The legal background of
a distress warrant begins with the concept that every landlord has a lien
against the leviable property of his tenant.[2] The way to enforce this lien is through a
distress warrant. The process is not
extremely complicated, but is riddled with technical requirements and pitfalls
for the inexperienced. Unlike the
eviction process, which many non-attorneys pursue successfully, I do not
recommend that a non-attorney attempt a distress warrant proceeding. Let us now discuss some advantages and disadvantages
of a distress warrant.
Advantages
The obvious advantage
of a distress warrant is the opportunity to seize the defaulted tenant’s
property in order to collect past due rent.
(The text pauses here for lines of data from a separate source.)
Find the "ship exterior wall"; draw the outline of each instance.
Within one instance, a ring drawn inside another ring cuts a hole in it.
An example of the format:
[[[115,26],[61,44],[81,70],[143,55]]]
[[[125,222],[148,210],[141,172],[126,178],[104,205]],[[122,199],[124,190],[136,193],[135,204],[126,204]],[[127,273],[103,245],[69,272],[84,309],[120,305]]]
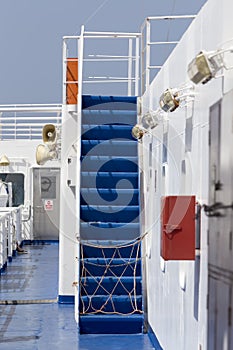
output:
[[[221,47],[221,43],[233,38],[232,10],[233,4],[230,0],[222,1],[221,5],[217,0],[206,3],[144,94],[143,113],[158,108],[159,97],[167,88],[178,87],[188,81],[187,66],[199,51],[216,50]],[[168,114],[153,129],[152,134],[144,136],[139,146],[142,154],[140,166],[144,173],[145,231],[148,232],[145,240],[148,321],[165,350],[214,349],[210,343],[214,335],[210,334],[207,316],[209,319],[212,317],[218,302],[219,307],[225,310],[222,314],[228,312],[229,315],[228,302],[232,293],[221,285],[218,286],[218,299],[214,301],[213,309],[207,309],[208,252],[210,256],[215,256],[218,252],[218,264],[221,266],[222,259],[225,259],[225,267],[230,266],[232,252],[227,248],[226,256],[222,246],[226,245],[226,240],[227,247],[229,246],[232,216],[227,219],[231,220],[227,227],[227,237],[223,237],[226,225],[224,221],[222,226],[219,224],[221,241],[217,241],[216,232],[209,232],[208,242],[209,221],[202,210],[200,256],[197,252],[195,261],[164,261],[160,257],[160,202],[164,195],[196,195],[201,205],[209,203],[210,108],[232,89],[233,73],[226,70],[223,78],[212,79],[206,85],[196,86],[194,104],[190,103]],[[225,108],[229,111],[232,102],[228,100],[226,103],[228,106]],[[232,107],[231,105],[231,111]],[[232,202],[232,183],[227,170],[228,166],[232,169],[232,112],[229,118],[231,122],[228,123],[225,123],[224,116],[222,118],[223,125],[228,127],[225,130],[226,136],[224,138],[223,135],[221,141],[225,142],[221,145],[221,168],[223,178],[225,176],[225,189],[231,193],[228,195],[231,198],[226,197],[224,203],[227,200]],[[187,126],[188,119],[191,128]],[[216,263],[216,257],[213,260]],[[214,283],[211,279],[209,288],[215,288]],[[224,298],[224,295],[228,297]],[[226,321],[223,321],[222,326],[221,321],[218,320],[218,323],[217,331],[223,335],[219,335],[216,348],[230,349],[230,336],[226,335],[230,333],[226,329],[229,326]]]
[[[33,168],[36,164],[36,147],[40,140],[3,140],[0,141],[0,157],[6,155],[10,160],[9,166],[0,166],[1,173],[20,173],[24,175],[24,204],[25,219],[29,217],[29,205],[33,203]],[[58,161],[48,162],[48,166],[60,167]],[[24,218],[24,215],[23,215]],[[33,239],[33,215],[24,223],[24,239]]]

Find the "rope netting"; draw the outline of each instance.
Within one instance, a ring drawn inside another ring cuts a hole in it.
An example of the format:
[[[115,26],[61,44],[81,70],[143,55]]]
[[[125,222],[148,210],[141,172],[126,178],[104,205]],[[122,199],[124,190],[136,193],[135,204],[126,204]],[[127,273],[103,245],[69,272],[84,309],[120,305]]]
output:
[[[142,313],[141,238],[121,245],[80,242],[80,262],[80,314]]]

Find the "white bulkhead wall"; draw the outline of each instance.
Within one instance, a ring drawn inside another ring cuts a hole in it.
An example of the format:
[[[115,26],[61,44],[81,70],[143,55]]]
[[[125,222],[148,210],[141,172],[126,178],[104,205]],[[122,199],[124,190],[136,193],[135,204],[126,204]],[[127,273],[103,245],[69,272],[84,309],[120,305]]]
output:
[[[1,173],[20,173],[24,175],[24,204],[33,204],[32,169],[40,167],[36,163],[36,148],[42,143],[40,140],[3,140],[0,141],[0,157],[6,155],[10,161],[9,166],[0,166]],[[48,161],[46,166],[59,167],[58,161]],[[26,213],[28,217],[28,213]],[[33,217],[31,217],[32,223]],[[27,223],[29,225],[29,223]],[[27,228],[25,239],[33,239],[32,225]]]
[[[143,113],[159,107],[159,97],[167,88],[189,81],[187,67],[198,52],[216,50],[233,39],[232,13],[231,0],[223,0],[221,4],[218,0],[209,0],[205,4],[142,97]],[[231,58],[233,65],[233,55]],[[224,78],[196,86],[194,105],[167,114],[167,120],[161,121],[152,135],[145,135],[139,146],[148,232],[148,321],[166,350],[207,349],[208,223],[202,212],[200,258],[195,262],[165,262],[160,258],[160,200],[164,195],[196,195],[200,204],[208,203],[209,108],[232,88],[233,71],[226,70]],[[191,150],[186,151],[185,125],[189,117],[193,123],[192,145]],[[166,130],[167,162],[163,167]],[[185,162],[185,171],[182,171],[182,162]]]
[[[76,157],[77,111],[75,105],[62,106],[61,193],[59,232],[59,298],[73,298],[77,281]]]

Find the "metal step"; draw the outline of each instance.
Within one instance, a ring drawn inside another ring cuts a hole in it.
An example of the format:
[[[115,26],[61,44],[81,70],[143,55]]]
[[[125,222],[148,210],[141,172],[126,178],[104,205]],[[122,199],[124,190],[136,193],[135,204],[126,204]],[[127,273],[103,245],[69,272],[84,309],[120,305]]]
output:
[[[84,241],[98,240],[100,244],[103,241],[111,240],[123,241],[126,238],[130,241],[135,240],[140,235],[139,222],[81,222],[80,237]],[[114,244],[114,243],[112,243]]]
[[[81,205],[138,205],[138,189],[81,188]]]
[[[86,222],[138,222],[139,206],[81,205],[80,217]]]
[[[141,277],[83,277],[81,279],[82,295],[128,295],[135,287],[137,295],[141,295]]]
[[[131,125],[82,125],[82,140],[128,139],[134,142]]]
[[[79,317],[79,327],[81,334],[140,334],[143,315],[83,315]]]
[[[137,97],[134,96],[82,96],[82,109],[135,110]]]
[[[137,143],[130,140],[82,140],[82,156],[122,156],[135,157]]]
[[[138,172],[138,157],[82,156],[82,171]]]
[[[129,172],[81,172],[81,187],[138,188],[138,174]]]
[[[81,268],[84,266],[86,276],[140,276],[141,259],[134,258],[86,258],[80,259]],[[107,269],[106,269],[106,266]]]
[[[122,313],[124,315],[131,313],[139,313],[142,310],[142,296],[141,295],[91,295],[82,296],[80,298],[80,313],[95,312],[95,314]]]
[[[82,111],[83,124],[129,124],[134,125],[137,122],[137,112],[122,110],[91,110]]]
[[[139,242],[103,241],[101,242],[101,247],[98,247],[99,243],[99,241],[92,241],[92,245],[83,244],[82,256],[85,258],[103,258],[104,254],[105,258],[112,258],[114,256],[115,259],[129,257],[136,258],[137,256],[140,257],[140,249],[138,250],[138,244],[140,244]],[[117,246],[117,248],[113,248],[114,245]]]

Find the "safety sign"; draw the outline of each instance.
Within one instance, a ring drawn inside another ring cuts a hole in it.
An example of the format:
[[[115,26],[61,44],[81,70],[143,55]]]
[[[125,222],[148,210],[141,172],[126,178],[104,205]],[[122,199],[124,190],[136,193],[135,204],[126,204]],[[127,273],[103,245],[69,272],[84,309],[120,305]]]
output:
[[[44,201],[44,209],[45,210],[53,210],[53,200],[52,199],[46,199]]]

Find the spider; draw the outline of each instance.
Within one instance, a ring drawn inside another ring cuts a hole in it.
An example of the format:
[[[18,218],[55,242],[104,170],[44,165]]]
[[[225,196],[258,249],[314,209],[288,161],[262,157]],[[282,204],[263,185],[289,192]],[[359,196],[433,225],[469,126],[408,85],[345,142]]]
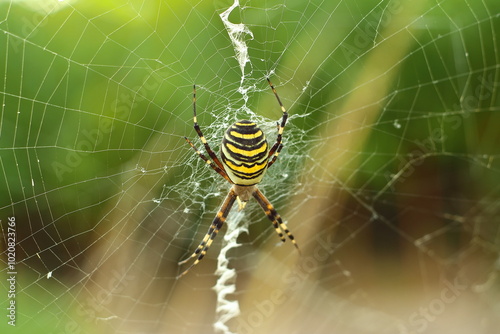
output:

Also, the proceeding is quick.
The court is required to schedule a hearing within five to seven days of
service.[3] At that hearing, the court is obliged to
issue a distress warrant (i.e. a command to the sheriff to seize the tenant’s
property) if the tenant does not pay what he admits is owed or post a bond.[4]
Disadvantages
First, the distress
warrant procedure is a separate and distinct procedure from a dispossessory
(eviction) action. Therefore, anyone who
wishes to both seize their tenant’s property and evict them must file two actions.
Second, for due process
reasons, before a distress warrant can issue, the tenant must have both notice
and a hearing before he loses possession of his property.[5] Although the law explicitly commands the
tenant not to “convey, remove, or conceal his property” without posting a bond
or paying the undisputed rent into the court, this requirement may be ignored
by the tenant.[6] This renders the action impractical in some
situations.
Finally, because these
actions have decreased in their popularity, many courts and especially the
clerk’s office may be unfamiliar with the legal process. In my experience, an attorney is needed just
to navigate the filing process.
Because of these
disadvantages, a distress warrant is most practical in commercial or high-rent
residential situations. However, even
with the above disadvantages, a distress warrant is a unique and often
successful way for landlords to collect on past due rent. Next time you have a tenant in default
explore this possibility with your attorney.
Disclaimer: The information contained in
this article is for informational purposes only and is not legal advice or a
substitute for legal counsel. It does not constitute advertising or
solicitation. The information in this article may or may not reflect the most
current legal developments; accordingly, this article is not guaranteed to be
complete, and should not be considered an indication of future results.